One more question, assuming the answer to the previous one is "no":  is
the mapping file referenced when instructions are placed in the queue,
or upon issue?  I don't see much point in the former, considering the 
extra ports required.

Again assuming "no", I wonder if one could take their spending a 
non-trivial amount of pins (64) as an indication of how well they
thought the compilers could do load balancing, or an acknowledgement
that a lot of interesting codes just aren't amenable to load balancing
(I don't imagine it works in harmony with other optimizations).
Then again, maybe they were there for the taking anyway.

------------------------
Dave Christie             My opinions only.

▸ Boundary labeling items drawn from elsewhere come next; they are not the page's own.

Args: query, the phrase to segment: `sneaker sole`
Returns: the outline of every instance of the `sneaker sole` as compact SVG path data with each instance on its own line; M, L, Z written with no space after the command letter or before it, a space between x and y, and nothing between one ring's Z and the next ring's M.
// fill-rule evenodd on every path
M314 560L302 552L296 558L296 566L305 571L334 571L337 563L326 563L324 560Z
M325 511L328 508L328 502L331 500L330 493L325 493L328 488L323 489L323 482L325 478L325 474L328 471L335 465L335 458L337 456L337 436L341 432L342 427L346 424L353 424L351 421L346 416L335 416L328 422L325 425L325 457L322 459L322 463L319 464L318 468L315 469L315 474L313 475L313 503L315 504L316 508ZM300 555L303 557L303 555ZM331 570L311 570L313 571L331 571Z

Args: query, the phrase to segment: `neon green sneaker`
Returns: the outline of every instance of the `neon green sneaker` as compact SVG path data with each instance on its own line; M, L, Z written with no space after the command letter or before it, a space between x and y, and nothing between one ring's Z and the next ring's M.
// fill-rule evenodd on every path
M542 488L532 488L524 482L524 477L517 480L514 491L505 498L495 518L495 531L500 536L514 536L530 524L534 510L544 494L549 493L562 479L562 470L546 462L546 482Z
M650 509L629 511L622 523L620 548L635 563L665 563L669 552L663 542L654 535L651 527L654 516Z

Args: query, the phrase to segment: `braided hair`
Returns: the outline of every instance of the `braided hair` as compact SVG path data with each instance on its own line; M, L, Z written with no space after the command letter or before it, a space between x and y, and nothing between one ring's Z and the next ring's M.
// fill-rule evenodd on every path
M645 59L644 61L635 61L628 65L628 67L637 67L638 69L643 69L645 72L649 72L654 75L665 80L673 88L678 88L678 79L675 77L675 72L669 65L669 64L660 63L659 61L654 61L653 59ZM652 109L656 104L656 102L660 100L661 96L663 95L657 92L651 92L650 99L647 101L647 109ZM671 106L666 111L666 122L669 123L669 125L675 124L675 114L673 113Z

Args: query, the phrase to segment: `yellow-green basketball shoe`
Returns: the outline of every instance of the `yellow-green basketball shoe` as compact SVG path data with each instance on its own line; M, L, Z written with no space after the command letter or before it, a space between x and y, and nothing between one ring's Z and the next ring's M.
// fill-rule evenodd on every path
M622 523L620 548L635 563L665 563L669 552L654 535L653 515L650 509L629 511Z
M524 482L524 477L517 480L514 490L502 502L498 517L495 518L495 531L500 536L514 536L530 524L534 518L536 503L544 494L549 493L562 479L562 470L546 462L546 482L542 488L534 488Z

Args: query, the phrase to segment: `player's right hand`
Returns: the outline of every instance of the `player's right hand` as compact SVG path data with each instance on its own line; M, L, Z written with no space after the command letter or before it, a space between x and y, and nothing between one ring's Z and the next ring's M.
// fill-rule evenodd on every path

usenet@mozart.amd.com (Usenet News) (07/27/90)

<1990Jul27.054936.18973@mozart.amd.com>
Sender:
Reply-To: davec@nucleus.amd.com (Dave Christie)
Followup-To:
Distribution: 
Organization: Advanced Micro Devices, Inc., Austin, Texas
Keywords: 
From: davec@nucleus.amd.com (Dave Christie)
Path: nucleus!davec

In <1990Jul27.054936.18973@mozart.amd.com> davec@nucleus.amd.com I write:
>
>One more question, assuming the answer to the previous one is "no":  is
>the mapping file referenced when instructions are placed in the queue,
>or upon issue?  I don't see much point in the former, considering the 
>extra ports required.

Brain damage alert: I've realized the renaming must be done at dispatch
in the ICU to coordinate the renaming of an FPU register by an FXU
instruction.  Yes, the mapping file would obviously have double the 
ports.  Never mind.  
------------------------
Dave Christie             My misconceptions only.